Dixie the Fiat Ducato has driven us on and off umpteen ferries in the last 10 months, from the little 4 vehicle roll-on-roll-off type across a tiny inlet in County Waterford to the bigger car ferries from the Ards Peninsula in Northern Ireland and she has even thrice sailed across the Irish Sea onboard massive passenger ships. Now, after two weeks of island hopping in Scotland’s Western Isles, we have so much experience of life, with a van, onboard a ferry and we have all learned a thing or two we’d like to share. That’s right, we’ve made these journeys so you don’t have to 😉
Some people are immediately put off by the often astronomical costs and the perceived ‘hassle’ associated with taking their campers across the sea.
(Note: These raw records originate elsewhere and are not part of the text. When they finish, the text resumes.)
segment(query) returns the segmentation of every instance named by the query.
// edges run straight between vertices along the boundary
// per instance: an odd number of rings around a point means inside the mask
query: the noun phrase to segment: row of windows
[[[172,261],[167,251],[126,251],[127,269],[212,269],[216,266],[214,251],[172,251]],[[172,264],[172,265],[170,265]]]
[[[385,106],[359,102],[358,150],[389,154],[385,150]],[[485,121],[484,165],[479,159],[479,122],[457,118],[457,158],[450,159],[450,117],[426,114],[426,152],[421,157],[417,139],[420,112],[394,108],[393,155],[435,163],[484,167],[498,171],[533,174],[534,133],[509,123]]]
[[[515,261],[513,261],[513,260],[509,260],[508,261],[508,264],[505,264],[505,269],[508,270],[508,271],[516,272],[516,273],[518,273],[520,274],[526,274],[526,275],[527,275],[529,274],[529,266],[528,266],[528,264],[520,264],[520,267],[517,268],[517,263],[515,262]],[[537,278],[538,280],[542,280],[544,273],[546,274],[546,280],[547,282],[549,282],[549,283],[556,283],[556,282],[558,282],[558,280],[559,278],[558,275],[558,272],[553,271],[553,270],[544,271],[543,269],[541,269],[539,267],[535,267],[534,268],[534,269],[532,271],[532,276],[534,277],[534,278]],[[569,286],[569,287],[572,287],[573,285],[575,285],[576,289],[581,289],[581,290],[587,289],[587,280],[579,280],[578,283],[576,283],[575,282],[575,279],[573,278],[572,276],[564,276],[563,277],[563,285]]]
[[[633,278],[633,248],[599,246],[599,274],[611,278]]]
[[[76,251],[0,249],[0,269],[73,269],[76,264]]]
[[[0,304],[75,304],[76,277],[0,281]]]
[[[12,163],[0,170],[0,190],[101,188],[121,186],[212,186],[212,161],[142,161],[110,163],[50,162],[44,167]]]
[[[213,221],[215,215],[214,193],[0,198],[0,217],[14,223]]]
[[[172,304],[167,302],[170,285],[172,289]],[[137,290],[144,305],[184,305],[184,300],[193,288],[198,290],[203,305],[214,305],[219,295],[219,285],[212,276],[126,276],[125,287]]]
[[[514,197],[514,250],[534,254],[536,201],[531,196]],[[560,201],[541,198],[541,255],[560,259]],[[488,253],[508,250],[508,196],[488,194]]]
But these very same people are full of wanderlust like us, they can’t help it, its why they own the van in the first place! They want to see what lies beyond and we know a seemingly outrageous price won’t stop them exploring whole new islands and countries in their well equipped, pride-and-joy homes on wheels. Every motorhomer wants to cross another country off their bucket list and have that experience with them for life. So, if and when you decide to take your van (or camper or moho or caravan or house!) across the seas to an unexplored land, we have compiled a list of DOs and DON’T DOs for you to consider, to help you along your way.
The first DO is a DON’T.
•DON’T get upset looking at prices of ferry crossings online. We once paid €45 for Dixie to sail only 3.1 miles off the coast of Ireland, from Donegal to the tiny isle of Arranmore ☹ Lets hope that’s the most expensive sailing we will ever take for the rest of our lives! Unfortunately we have to accept that it is what it is, prices are generally extortion and the best way to deal with that is to save up for it, include it into your overall holiday budget and look to cut the costs elsewhere on your trip. Remember your accomdation costs are immediately mitigated as you have brought your own bed abroad! DO try to get as many days as you can to spend when you arrive wherever it is you’re going to help absorb the overall cost as the longer you’re on the road overall the cheaper it becomes. DO view the ferry journey as a fun part of your holiday, not just part of getting there. Somebody else is doing the driving now, hopefully a qualified captain, so relax and enjoy the ride!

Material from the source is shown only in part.